Anyone planning not to tell family when water breaks?

I had my mom, dad, inlaws, SIL, brother and SIL in the waiting room. They were NOT allowed in the delivery room while I was in labor, I was sort of a ***** about it but I was in pain and did not want anyone there lol

Posted 3/19/13 11:21 AM
 

jennielee15
Let's try this again....

Member since 7/11

2269 total posts

Name:
Jennie

Re: Anyone planning not to tell family when water breaks?

Posted by DiamondGirl

I had my mom, dad, inlaws, SIL, brother and SIL in the waiting room. They were NOT allowed in the delivery room while I was in labor, I was sort of a ***** about it but I was in pain and did not want anyone there lol



I have a feeling this will be me....I don't want them in my room but I know I'll have a herd of people in the waiting room. The only two people I might want to see other than DH are my parents...but I don't even know if they will be here....I will just have to put my foot down with MIL!!! Before I'm in pain, I might allow her in just so I can get away with kicking her out later!!! haha!!

Posted 3/19/13 11:36 AM
 

JDubs
different, not less

Member since 7/09

13160 total posts

Name:

Re: Anyone planning not to tell family when water breaks?

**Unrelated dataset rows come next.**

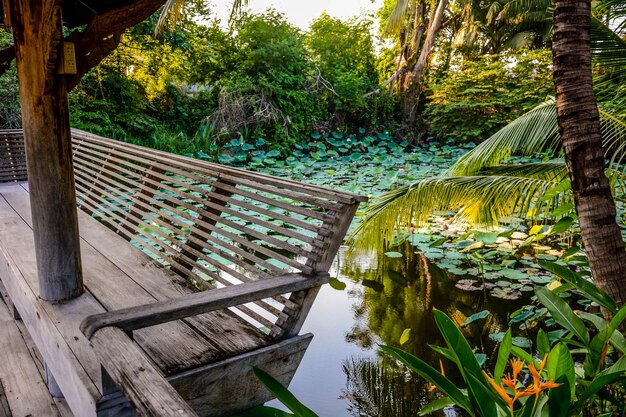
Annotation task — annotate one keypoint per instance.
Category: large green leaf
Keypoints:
(562, 313)
(438, 404)
(587, 288)
(560, 364)
(433, 376)
(283, 394)
(594, 363)
(617, 339)
(503, 356)
(468, 365)
(596, 385)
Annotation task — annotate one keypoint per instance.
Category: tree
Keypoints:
(580, 132)
(38, 33)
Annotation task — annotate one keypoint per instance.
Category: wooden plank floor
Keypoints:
(23, 392)
(116, 275)
(132, 279)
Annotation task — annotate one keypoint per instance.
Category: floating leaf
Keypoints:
(336, 284)
(475, 317)
(513, 274)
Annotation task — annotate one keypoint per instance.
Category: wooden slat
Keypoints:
(152, 314)
(235, 226)
(344, 197)
(121, 156)
(119, 291)
(209, 215)
(25, 392)
(135, 375)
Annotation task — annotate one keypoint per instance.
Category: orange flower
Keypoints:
(510, 381)
(605, 350)
(501, 392)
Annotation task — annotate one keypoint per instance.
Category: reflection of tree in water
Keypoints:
(377, 390)
(399, 294)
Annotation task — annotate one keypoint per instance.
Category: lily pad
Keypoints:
(468, 285)
(513, 274)
(475, 317)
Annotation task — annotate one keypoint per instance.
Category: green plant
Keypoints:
(482, 395)
(475, 100)
(282, 394)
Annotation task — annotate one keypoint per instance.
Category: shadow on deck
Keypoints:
(157, 229)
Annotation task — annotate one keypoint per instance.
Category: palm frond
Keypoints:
(537, 131)
(170, 13)
(533, 132)
(483, 200)
(397, 16)
(608, 48)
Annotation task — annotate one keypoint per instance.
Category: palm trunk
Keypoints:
(427, 48)
(579, 127)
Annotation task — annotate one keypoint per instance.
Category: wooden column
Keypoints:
(37, 30)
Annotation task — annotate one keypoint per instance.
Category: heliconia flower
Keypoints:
(605, 350)
(501, 392)
(510, 381)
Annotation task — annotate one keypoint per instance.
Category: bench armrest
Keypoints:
(147, 315)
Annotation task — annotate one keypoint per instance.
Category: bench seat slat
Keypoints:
(139, 317)
(344, 197)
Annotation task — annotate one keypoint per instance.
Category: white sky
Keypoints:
(302, 12)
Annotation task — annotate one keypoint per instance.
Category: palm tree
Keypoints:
(482, 189)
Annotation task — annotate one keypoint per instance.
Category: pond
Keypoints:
(344, 373)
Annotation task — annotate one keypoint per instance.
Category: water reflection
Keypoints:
(380, 390)
(344, 373)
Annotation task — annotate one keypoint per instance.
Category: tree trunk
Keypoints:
(579, 127)
(37, 30)
(433, 29)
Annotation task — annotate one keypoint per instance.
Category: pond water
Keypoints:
(343, 372)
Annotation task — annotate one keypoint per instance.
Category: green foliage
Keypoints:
(481, 96)
(343, 53)
(282, 394)
(10, 117)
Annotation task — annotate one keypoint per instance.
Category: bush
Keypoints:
(481, 96)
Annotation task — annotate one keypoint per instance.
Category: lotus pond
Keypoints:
(484, 280)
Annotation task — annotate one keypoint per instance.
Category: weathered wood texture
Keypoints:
(203, 225)
(215, 225)
(22, 389)
(12, 156)
(142, 384)
(37, 31)
(217, 389)
(147, 315)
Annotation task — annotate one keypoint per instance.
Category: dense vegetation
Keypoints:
(193, 87)
(339, 105)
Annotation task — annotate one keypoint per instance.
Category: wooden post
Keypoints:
(292, 320)
(38, 32)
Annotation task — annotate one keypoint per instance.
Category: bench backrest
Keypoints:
(215, 225)
(12, 156)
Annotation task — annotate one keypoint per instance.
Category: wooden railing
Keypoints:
(12, 156)
(215, 225)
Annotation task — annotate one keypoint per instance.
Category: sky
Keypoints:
(302, 12)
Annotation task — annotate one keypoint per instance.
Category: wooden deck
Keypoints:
(116, 276)
(23, 391)
(155, 230)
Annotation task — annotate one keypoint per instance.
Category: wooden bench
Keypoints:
(156, 229)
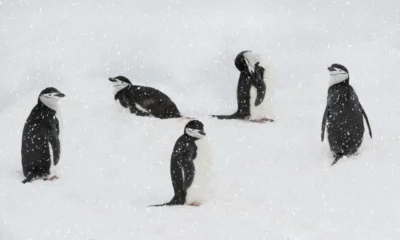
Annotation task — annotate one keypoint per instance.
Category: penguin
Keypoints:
(190, 166)
(143, 101)
(41, 148)
(254, 96)
(343, 116)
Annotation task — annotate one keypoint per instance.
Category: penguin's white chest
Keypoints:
(260, 111)
(199, 190)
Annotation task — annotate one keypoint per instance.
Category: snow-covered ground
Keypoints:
(271, 181)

when my water broke we told our family that we were heading to the hospital. But as a PP said if you don't want anyone in the hospital then don't say anything until after the baby is here. I had visitors in the L&D room(parents, IL's, DH's granmda) like 10 min after I gave birth and I was so exhausted I could barely keep my eyes open.

Posted 3/19/13 12:19 PM
 

EandF
LIF Adult

Member since 11/11

1674 total posts

Name:

Re: Anyone planning not to tell family when water breaks?

I don't want to tell anyone either until baby is here. The problem is that I talk to my mother so often that I'm not sure how I'll avoid it unless I go into labor at night. DH's family is oos but I'm sure he'll call or text, which irks me too. I would really love it to just be DH and I and then we can let everyone know. I definitely don't want people around the hospital but at most it would probably be my parents and maybe my cousin who is a dr and my obgyn was hers and delivered her son!